Deal with prosecutors takes death penalty off table

Dana Wilson, THE COLUMBUS DISPATCH

MARION, OHIO -- Sara Winfield’s voice rose and her hands trembled yesterday as she eyed the man who killed her husband.

Tears fell as she told Juan Carlos Cruz that he was too much of a coward to let her husband, Brandy, a Marion County deputy sheriff, defend himself the morning Cruz shot him in his cruiser.

“I hope, eventually, that everybody forgets him as he sits in jail . . .” Mrs. Winfield said. “He doesn’t deserve to be remembered.”

Her supporters in the crowded gallery clapped and cried at the end of her statement in Marion County Common Pleas Court.

Cruz, 21, of Delaware, admitted yesterday to robbing and murdering the 29-year-old deputy last year. He avoided the death penalty as part of a plea agreement reached with prosecutors.

Deputy Winfield was found shot in his cruiser in the early morning of Oct. 14 along Rt. 423, south of Marion.

Marion police officers arrested Cruz the following day. A grand jury indicted him Oct. 21.

Yesterday, Cruz pleaded guilty to one count of aggravated murder with two capital specifications and one count of robbery with a firearm specification.

As part of the agreement, prosecutors dropped a kidnapping charge.

Cruz showed little emotion as he waived his right to a jury trial and signed the paperwork.

After deliberating briefly, a three-judge panel sentenced Cruz to life in prison with a chance for parole after 43 years. Judges Robert Davidson, William Finnegan and Thomas Jenkins, all of whom serve Marion County, were unanimous in their decision.

Prosecutor Jim Slagle said that before meeting with Cruz’s attorneys last week, he had anticipated that the case would go to trial. It was scheduled to start Sept. 16 and expected to last four weeks.

“This is not a case I expected to be resolved,” Slagle said after the hearing. “We believe we had a strong case.”

He said the Winfield family seemed satisfied with the plea agreement.

One of Cruz’s attorneys told the judges that his client emigrated illegally from Mexico to the United States and “has lived a life few of us in this courtroom can imagine.”

He said Cruz is the father of two young children.

“He now will live at least 43 years in a cage,” Greg Meyers said.

“This is hardly a case where he is getting off but, rather, a case where he is admitting his guilt.”
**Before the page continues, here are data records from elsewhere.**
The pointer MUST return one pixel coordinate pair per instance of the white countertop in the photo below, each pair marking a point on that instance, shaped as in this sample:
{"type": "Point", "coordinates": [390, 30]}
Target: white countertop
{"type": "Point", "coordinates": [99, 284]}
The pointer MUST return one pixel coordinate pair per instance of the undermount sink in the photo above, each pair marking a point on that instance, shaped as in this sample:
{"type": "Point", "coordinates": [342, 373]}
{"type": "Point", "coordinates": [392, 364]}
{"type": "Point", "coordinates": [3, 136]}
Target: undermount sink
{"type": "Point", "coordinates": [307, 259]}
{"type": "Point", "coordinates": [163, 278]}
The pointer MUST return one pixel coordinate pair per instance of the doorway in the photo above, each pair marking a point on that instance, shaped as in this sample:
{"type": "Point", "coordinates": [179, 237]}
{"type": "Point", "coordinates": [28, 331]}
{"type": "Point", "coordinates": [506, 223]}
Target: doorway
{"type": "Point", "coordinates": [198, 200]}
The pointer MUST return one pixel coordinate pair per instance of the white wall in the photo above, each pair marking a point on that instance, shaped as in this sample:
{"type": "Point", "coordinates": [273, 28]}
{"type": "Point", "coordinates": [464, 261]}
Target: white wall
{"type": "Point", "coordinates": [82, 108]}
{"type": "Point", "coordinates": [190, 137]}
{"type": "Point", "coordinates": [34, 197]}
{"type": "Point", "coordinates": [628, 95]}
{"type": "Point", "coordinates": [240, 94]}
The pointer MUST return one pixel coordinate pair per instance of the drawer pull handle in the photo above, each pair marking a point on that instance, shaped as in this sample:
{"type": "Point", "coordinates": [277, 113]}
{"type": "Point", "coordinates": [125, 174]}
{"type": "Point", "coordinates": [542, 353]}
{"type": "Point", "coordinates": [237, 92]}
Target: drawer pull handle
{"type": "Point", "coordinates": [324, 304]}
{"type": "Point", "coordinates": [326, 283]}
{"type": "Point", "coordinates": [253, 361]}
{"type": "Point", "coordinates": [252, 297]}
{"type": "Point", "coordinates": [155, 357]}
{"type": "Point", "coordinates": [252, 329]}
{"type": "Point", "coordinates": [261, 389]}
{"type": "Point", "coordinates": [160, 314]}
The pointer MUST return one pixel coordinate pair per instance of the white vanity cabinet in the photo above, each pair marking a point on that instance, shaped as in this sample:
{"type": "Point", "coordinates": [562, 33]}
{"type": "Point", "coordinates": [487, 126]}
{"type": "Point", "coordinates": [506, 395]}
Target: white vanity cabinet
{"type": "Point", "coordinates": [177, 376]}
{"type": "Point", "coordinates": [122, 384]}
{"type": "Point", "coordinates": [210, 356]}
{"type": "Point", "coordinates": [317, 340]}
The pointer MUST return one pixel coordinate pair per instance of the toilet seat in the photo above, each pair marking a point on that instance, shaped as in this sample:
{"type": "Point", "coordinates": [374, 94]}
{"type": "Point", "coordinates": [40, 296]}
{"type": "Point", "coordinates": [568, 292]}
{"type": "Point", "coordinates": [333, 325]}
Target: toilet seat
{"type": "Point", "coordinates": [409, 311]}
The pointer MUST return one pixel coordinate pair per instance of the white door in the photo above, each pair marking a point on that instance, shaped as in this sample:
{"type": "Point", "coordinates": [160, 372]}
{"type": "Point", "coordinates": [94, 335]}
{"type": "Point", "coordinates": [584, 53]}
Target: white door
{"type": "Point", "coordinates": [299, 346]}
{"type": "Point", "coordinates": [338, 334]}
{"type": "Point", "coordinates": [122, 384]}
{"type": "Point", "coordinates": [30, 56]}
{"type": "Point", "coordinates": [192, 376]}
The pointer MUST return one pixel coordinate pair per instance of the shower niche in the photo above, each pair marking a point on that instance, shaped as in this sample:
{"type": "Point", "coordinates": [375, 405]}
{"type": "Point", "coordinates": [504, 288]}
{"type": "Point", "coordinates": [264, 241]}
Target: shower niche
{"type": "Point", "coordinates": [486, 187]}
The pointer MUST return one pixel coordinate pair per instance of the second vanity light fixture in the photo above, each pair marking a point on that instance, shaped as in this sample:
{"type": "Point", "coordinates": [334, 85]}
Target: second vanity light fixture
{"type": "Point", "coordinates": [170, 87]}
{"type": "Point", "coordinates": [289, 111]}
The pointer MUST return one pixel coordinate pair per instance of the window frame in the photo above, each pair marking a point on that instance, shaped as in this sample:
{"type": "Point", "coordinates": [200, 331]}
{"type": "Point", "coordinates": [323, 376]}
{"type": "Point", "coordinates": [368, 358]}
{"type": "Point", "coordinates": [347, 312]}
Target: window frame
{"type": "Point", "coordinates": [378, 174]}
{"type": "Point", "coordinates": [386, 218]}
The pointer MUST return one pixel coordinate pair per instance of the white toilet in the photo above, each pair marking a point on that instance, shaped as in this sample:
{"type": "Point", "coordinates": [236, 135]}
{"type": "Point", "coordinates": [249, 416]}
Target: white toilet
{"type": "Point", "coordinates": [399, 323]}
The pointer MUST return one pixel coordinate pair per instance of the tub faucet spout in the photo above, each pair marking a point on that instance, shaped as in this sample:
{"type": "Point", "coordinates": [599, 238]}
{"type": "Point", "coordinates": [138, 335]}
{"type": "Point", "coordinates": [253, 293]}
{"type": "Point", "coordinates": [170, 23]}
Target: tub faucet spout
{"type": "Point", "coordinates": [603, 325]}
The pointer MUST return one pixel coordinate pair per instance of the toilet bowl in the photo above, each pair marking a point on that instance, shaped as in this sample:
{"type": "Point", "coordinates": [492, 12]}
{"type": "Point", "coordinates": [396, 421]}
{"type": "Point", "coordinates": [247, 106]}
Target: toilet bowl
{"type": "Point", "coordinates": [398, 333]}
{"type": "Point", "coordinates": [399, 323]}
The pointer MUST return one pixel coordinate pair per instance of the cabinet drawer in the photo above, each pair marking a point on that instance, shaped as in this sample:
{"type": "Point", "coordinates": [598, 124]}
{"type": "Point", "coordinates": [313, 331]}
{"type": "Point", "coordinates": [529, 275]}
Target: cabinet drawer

Slagle said that, through negotiations, he learned details from Cruz about the slaying, including exactly where the shooting occurred -- on Bethlehem Road.

Cruz also told prosecutors that Winfield had picked him up along the roadside and offered to drive him to his van, which had run out of gas.

Winfield was seated in the driver’s seat of his cruiser and the car was stopped when Cruz shot him from behind with a 9 mm handgun, Slagle said.

Witnesses told investigators they saw Cruz drinking beer and tequila at a bar in Marion in the hours before the slaying.

Cruz’s motive, however, remains unclear, Slagle said. “Things happened pretty quickly.”

When Rick Winfield, Brandy’s father, addressed Cruz yesterday, he held up photos of his son’s two young children.

He told him Landon and Tyler will never see their dad again.

“Brandy was just trying to be a good guy.”